Latest update December 2nd, 2024 1:00 AM
Jul 29, 2017 Features / Columnists, Freddie Kissoon
At its press conference this week, the WPA made a most absorbing declaration. It said that it wants the Coalition administration to succeed, accepts it is part of such reality, and will work to hold the coalition together.
However, it will introduce into the government, the WPA’s original culture of speaking up if it thinks that there are policies that it does not agree with. It specifically mentioned youths and the welfare of the working people.
This position of the WPA of its role in government conflicts in essence with the AFC’s perspective on coalition configurations in the exercise of power. It is either the AFC is dishonest, power drunk as Dr. David Hinds accused it of, or is simply ignorant of what the concept of coalition government is and how such a multi-dimensional formation functions. From my June 21, 2016 column, I wrote, “Coalition government is seldom solid. What makes coalition rule unsteady is the very nature of it – it is a coalition. Any dictionary will inform you that a coalition regime is a number of different organizations that came together with each wanting to use the State, if it wins elections, to implement its ideas and programmes.
“The most common example of instabilities that characterize coalition governments is Israel. “Each party has its own agenda, and to form a government, the larger parties have to make concessions. Some of these parties are theocratic, some strongly anti-Palestinian, some pro-compromise.

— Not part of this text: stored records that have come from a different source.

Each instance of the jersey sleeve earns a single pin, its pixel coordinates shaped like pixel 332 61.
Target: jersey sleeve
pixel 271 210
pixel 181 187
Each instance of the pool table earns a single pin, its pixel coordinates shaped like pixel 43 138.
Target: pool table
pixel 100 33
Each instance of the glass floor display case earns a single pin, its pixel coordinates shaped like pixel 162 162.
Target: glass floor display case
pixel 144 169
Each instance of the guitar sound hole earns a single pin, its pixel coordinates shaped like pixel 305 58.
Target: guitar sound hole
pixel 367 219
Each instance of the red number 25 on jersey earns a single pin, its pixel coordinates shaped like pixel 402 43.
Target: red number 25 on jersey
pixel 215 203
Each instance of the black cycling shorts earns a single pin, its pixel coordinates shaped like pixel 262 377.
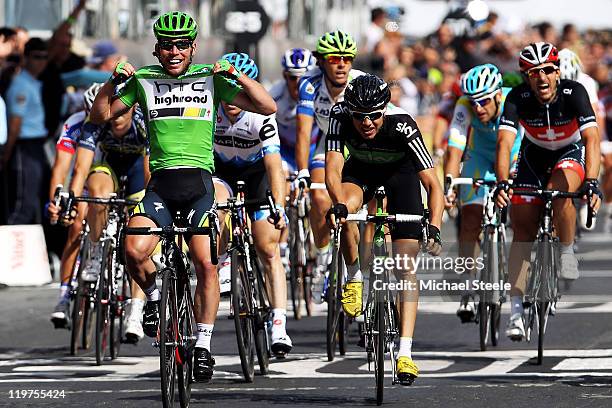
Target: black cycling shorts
pixel 187 190
pixel 254 176
pixel 402 186
pixel 536 164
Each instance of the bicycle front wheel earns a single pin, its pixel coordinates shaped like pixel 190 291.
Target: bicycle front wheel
pixel 379 346
pixel 242 307
pixel 187 340
pixel 333 306
pixel 103 304
pixel 168 335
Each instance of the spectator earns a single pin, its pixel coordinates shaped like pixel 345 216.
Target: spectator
pixel 61 60
pixel 375 32
pixel 24 152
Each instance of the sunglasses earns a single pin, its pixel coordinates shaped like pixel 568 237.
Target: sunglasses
pixel 39 56
pixel 481 102
pixel 361 116
pixel 547 70
pixel 335 59
pixel 181 45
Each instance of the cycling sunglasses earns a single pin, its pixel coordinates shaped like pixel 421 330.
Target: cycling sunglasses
pixel 547 70
pixel 181 45
pixel 335 59
pixel 361 116
pixel 481 102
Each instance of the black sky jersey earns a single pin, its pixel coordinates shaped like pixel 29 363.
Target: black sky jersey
pixel 399 139
pixel 551 126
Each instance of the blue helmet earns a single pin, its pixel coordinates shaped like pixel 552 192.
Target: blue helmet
pixel 243 63
pixel 297 61
pixel 480 81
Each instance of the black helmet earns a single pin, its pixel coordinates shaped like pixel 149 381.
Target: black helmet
pixel 367 93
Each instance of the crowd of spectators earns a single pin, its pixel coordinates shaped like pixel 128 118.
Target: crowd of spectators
pixel 425 71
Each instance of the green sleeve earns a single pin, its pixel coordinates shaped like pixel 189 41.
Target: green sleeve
pixel 225 89
pixel 129 93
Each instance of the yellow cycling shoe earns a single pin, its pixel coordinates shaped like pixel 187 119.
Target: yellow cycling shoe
pixel 352 298
pixel 406 370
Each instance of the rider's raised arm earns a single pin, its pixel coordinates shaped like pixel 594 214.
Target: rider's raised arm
pixel 253 97
pixel 334 158
pixel 589 131
pixel 457 136
pixel 104 107
pixel 268 134
pixel 508 128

“Italy once had several governments within each year because the coalition entities could never agree thus they would pull out of the formation and new elections would have to be held. Italy became a joke around the world for the number of governments it would have in each year. One thing is common in coalition administrations – each party must have some of its cores values transmitted into policy.
“There is no way a coalition would last if one of its units is an environment party and the government refuses to commit itself to climate change. What brings trouble in multi-party regimes is that each of the units fights in government to keep its raison d’etre.
“The opposite of coalition rule is single party or majority party government. The ruling party in those countries does not have to make concessions to other political parties because those parties are not sharing power with them.”
I wrote that column because the AFC went all over the place telling the nation that it has to show Cabinet solidarity. Let’s quote the AFC’s executive, Business Minister, Dominic Gaskin. This is taken from my July 19, 2016 column. “Certainly at the Cabinet level there is an obligation, there is a collective responsibility for decision-making at that level and therefore …there can be no, I guess, division on that level and that is just the reality of a Cabinet.”
In response to the minister I penned the following line in that very column; “I’m afraid this is not what Coalition Government is made of.”
Here now is another extract. This time from my column of August 30, 2016 on the nature of coalition administration with the caption; “Cabinet solidarity in coalition regimes is pathetic nonsense.” This is what I wrote back then.
“Cabinet solidarity only thrives in a unitary government which came about as a result of proportional representation. Here the leader of the party is pragmatically the maximum leader. In a government that came about through first-past-the post voting, Cabinet solidarity is never assured because Ministers are always under the microscopic lenses of their constituencies. What happens, then, is that Ministers are forced to go public with the way they voted in cabinet because if cabinet voted for fracking in his/her district and his constituency is dead set against fracking then he/she has to go to the constituency and tell them how the vote went.
There is no such thing as cabinet solidarity in coalition regimes because it is a contradiction in terms. How can you say the mango is sweet bad but very bitter? The two cannot be reconciled. Bitter/sweet taste is not a scientific term but a romantic phrase and is popular in literature but has no place in science.
Either the milk is good or it has turned. You cannot have turned milk that is good to drink. You cannot have a unitary cabinet if there are several parties that make up the government. The loyalty of each party is to country, party and supporters.”
This is essentially what the WPA has said to the APNU this week and openly stated this is how it will operate.